Entropy-Two | Entropy-One | Entropy Readme | Entropy Options | ||||||||
Variability
Variability is calculated as the entropy, or sum of P*ln(P) for each position. The difference in entropies between the two sets of sequences (background sequences and query sequences) is what Entropy-Two is looking for.
Randomization
In Entropy-Two, to test if the observed difference is statistically significant, the pooled input data at each position can by randomized with or without replacement. You can choose a limit, say 5 times out of 1000 randomizations, that you wish to have as a cut-off for your "conserved signature".

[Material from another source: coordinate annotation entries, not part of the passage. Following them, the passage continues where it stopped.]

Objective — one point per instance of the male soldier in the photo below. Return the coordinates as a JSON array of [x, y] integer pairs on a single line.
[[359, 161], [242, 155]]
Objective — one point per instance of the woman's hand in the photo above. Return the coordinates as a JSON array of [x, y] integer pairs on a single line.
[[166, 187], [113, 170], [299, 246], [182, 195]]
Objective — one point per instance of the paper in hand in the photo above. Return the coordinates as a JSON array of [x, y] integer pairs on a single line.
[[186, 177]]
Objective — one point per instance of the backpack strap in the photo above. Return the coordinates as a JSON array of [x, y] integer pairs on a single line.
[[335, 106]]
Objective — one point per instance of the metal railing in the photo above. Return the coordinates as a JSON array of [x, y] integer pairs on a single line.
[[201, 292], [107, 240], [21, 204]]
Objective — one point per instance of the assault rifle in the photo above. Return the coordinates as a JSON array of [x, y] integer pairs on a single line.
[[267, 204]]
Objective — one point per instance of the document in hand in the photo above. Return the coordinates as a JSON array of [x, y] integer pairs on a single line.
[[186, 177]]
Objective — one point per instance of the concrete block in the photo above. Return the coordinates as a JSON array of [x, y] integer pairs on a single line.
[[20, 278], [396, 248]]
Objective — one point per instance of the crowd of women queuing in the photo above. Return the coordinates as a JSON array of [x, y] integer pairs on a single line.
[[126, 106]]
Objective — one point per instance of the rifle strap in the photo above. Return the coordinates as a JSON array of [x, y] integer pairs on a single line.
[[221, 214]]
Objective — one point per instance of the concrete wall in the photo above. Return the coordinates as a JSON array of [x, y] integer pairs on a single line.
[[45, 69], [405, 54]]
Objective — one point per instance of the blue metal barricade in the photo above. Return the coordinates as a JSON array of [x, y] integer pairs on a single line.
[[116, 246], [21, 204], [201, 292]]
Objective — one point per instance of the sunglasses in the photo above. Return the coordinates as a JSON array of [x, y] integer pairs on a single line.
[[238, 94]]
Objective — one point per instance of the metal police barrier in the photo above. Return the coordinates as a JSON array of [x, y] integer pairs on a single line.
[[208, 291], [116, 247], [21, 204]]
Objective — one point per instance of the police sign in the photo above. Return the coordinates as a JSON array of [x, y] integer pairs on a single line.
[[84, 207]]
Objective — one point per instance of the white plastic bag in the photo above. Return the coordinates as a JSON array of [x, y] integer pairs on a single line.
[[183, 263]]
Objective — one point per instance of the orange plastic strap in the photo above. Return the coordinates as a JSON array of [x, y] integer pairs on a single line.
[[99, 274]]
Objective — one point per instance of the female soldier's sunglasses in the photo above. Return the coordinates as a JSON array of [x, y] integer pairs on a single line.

Amino Acid Class Equivalents
You have the option of using the straight amino acids for the calculations, or breaking them down by chemical similarity into the following groups:
In input sequence | In Entropy calculations | ||
D and E | a | ||
R and K | b | ||
I and V | i | ||
L and M | l | ||
F and W and Y | f | ||
N* and Q | n | ||
S and T | s |
All other amino acids use their original representations, for example, "C" remains "c".
N*: N-linked glycosylation sites are treated separately from the N and Q "n" grouping above, and are designated "g". For N-linked glycosylation site analysis, please use the N-Glycosite program.
Characters '*' and '-' in Sequences
These two characters are treated differently in our entropy calculation. The asterisk (*) symbol represents unknown or missing information, and is excluded from the entropy calculation. The dash (-) symbol represents insertion or deletion information, and is being considered in the calculation.